Мы обнимаемся, и я чувствую две пары рук на себе: его и «её». Я прочту письмо, которое мама оставила мне, новым взглядом. И начну с сегодняшнего дня. Я построю СВОЁ будущее, не её.

19 глава

6 сентября 2010 г.

Я подбрасываю папу до аэропорта и сразу же еду к Лотнеру. Сегодня воскресенье, поэтому есть возможность застать его дома. Приготовиться к тому, что увижу его с Клэр, когда постучу в дверь, сложно, но мне придётся это сделать. Это единственный способ, с помощью которого я могу двигаться дальше. Я обязана этим нашему ребёнку, и я обязана этим ему.

Я не вижу его «ФоРаннер», но стоянка непривычно заполнена сегодня, поэтому возможно машина где-то здесь.

И снова я чувствую подступающую тошноту, когда поднимаюсь по ступенькам к его квартире, но в этот раз всё от нервов. Глубоко вздохнув, я стучу в дверь.

Никакого ответа.

Я стучу снова.

Тишина.

— Могу я вам помочь?

Я поворачиваюсь и натыкаюсь взглядом на тату в виде розы, которое видела и прежде...
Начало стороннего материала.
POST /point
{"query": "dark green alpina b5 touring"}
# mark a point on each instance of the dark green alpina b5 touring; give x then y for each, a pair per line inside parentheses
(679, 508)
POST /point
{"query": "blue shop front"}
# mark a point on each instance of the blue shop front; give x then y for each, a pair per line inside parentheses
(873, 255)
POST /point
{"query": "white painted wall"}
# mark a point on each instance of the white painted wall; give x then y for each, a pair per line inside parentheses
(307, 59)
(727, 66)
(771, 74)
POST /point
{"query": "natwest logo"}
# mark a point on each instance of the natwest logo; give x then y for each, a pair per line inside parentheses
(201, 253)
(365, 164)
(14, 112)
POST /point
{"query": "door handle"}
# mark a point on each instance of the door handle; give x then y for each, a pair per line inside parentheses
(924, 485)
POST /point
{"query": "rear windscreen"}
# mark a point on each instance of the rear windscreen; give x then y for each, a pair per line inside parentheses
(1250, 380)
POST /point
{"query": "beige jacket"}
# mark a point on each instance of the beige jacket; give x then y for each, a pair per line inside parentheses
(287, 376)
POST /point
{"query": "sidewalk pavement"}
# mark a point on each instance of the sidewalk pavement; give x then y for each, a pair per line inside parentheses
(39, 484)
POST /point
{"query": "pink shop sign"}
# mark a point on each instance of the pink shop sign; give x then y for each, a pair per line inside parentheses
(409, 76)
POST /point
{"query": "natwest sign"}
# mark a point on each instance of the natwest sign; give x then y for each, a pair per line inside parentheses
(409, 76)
— Эм... Я пришла увидеть Лотнера.

Роуз останавливает на верхней ступеньке, глядя на меня сверху вниз.

— Он в больнице.

Я киваю.

— Тогда я поеду туда.

— Они не пустят тебя туда, если ты только не родственник.

Я прищуриваюсь.

— О чём ты говоришь?

— О его маме, алё.

На моём лице читается непонимание.

Она закатывает глаза.

— У его матери сегодня операция. Рак вернулся и теперь распространяется дальше по организму. Химиотерапия, лучевая терапия... и все подобные «хорошие» вещи. В любом случае, сейчас он абсолютно подавлен. Я очень редко его вижу. Клэр говорила, что в перерывах между ординатурой и походами к маме, он едва выходит куда-то. Она с ним находится круглые сутки. Помогает ему со стиркой, покупками, ходит к его маме, когда появляется такая возможность. Не знаю, что бы он делал без неё сейчас.